Thanksgiving weekend, four years ago, I was in the middle of life changing chaos. Self inflicted chaos mostly, but chaos nonetheless. For the first time in my life I was living totally alone. My sons were grown and making lives of their own, which made me lonelier than I had imagined. I missed having a houseful of teenagers geeking over video games and still playing with Legos. I was in the middle of trying to buy my own home. My very own house, that I already loved. Going through the process alone, with no partner or significant other to shore me up through the ordeal. Thanksgiving weekend was supposed to be my moving weekend. I was packed, most of my stuff was in storage in anticipation, boxes were everywhere. I didn't even have enough kitchenware to contribute a dish for a potluck dinner I would be attending. I had lined up several strong, willing victims to help me move. I had given my landlord 30 days notice at the beginning of the month and the rental house I was leaving was scrubbed, repainted, and ready for the next tenant. I had already changed the address on my driver's license. But the deal wasn't done yet. Glitches and hitches in the inspection and appraisal had brought everything to a screeching halt, and threatened the whole process. It would be weeks before I would have the keys in my hand, if the whole deal didn't fall through. My stress level was over the top.
Add to this the fact that I had finally brought about the long-needed dissolution of a toxic relationship, and was still reeling from the backlash. No matter how badly you need to extricate yourself from someone who makes you miserable, after a decade of having them in your life, you go through the stages of grief, over and over. Thanksgiving Day, a long phone conversation, while I was maniacally scrubbing the kitchen, listening to the negativity and complaining coming over the line, I knew I had made the right decision. My head knew this, my soul knew this, just as you know someone is dead, but parts of you think they will walk through the door and all will be back to "normal."
For the first time in nearly two decades I was not hosting a holiday dinner. It made me feel even more removed from the rest of the world. I felt so alone and lonely, as if the rest of the planet was moving along without me, leaving me as a remote, desert island in the middle of a vast river of humanity.
The stress and grief made me lower my guard. Even though I was still working out religiously to help stave off the bulk of depression, my eating habits had fallen to hell. I was at the heaviest I had ever been. I stopped weighing myself when I hit 245. Yeah, you read that number right Two-hundred and forty five pounds. Holy hell. This added to my feelings of isolation and dejection.
An interesting point, looking back, with 20/20 hindsight. As tough as it was, as miserable and stressed as I felt, it really was only the beginning. I was heading into six months of the worst time of my life. I have suffered depression over the years, but it was nothing in comparison to what was coming. Later I would be diagnosed with severe depression, borderline bi-polar, reactive attachment disorder, anxiety, and insomnia.

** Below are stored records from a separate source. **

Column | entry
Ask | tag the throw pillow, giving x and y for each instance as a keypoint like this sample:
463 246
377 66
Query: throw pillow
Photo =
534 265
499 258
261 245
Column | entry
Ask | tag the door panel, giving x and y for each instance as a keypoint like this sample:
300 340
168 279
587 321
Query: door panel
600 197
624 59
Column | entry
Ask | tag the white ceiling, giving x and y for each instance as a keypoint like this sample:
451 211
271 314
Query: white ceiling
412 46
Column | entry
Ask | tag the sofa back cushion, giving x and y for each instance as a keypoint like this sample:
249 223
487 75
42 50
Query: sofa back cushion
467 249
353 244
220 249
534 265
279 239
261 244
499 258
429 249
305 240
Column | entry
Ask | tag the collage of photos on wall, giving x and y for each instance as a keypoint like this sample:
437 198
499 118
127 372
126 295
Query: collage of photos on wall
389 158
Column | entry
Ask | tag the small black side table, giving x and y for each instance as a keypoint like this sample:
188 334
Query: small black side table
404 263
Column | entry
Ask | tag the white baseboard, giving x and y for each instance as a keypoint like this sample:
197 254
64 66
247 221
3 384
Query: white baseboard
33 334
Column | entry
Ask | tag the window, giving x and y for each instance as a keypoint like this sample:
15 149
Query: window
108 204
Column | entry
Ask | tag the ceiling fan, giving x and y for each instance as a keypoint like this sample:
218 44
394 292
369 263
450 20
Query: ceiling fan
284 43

But that Thanksgiving Day, for some reason really stands out in my mind as a turning point. It was a day full of bitter disappointment, isolation, depression, anxiety, and stress, stress, stress. But it was also the day my resolve to keep moving forward was made concrete and absolute. Winston Churchill said, "If you are going through Hell, keep going." I would learn to put one foot in front of the other. If I couldn't walk, I would crawl. I would move forward inch by agonizing inch. I would not give up my dream of owning the little house that was destined to be mine. I would learn to love being single, and living free and alone. Heart would mend, Brain would balance, Spirit would soar wild and free.

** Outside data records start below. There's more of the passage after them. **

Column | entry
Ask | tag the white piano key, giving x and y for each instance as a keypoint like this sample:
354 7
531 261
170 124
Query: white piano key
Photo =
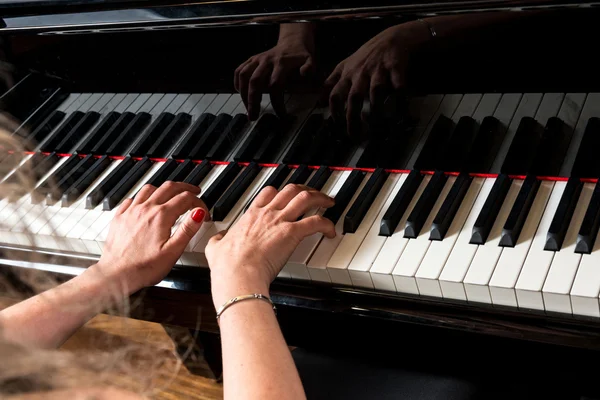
364 258
327 246
486 256
408 263
439 251
341 259
214 227
456 267
296 264
506 273
558 283
392 249
538 261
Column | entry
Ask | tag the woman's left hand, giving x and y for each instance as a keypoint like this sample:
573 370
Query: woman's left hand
140 250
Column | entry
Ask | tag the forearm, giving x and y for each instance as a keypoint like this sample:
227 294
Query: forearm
257 363
48 319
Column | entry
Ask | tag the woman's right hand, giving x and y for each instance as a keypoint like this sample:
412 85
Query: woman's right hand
248 257
268 72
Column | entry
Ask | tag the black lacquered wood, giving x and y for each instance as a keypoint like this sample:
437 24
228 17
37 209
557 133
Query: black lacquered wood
422 209
193 135
519 212
220 185
85 181
224 205
170 136
112 135
98 133
450 206
344 196
151 134
226 142
364 201
562 218
199 172
182 171
118 193
208 139
74 136
489 211
99 193
590 225
394 213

It has been four years, and every Thanksgiving I think back on that day. That singular day that stands out in my memory as a Life Lesson. I walked through Fire, fell into the darkest Abyss, but kept moving forward even when I felt like giving up. Now, for the last three and a half years I have been 85 pounds lighter, single, vegetarian, no meds, content, happy, Free. I am fitter and stronger physically, mentally, emotionally, and spiritually than I have ever been at any time in my life. I can look back and see that day as the Gate to Hell, and even knowing the fire I would pass through, I would still walk into it, eyes wide open, knowing I would come through cleansed by the flames.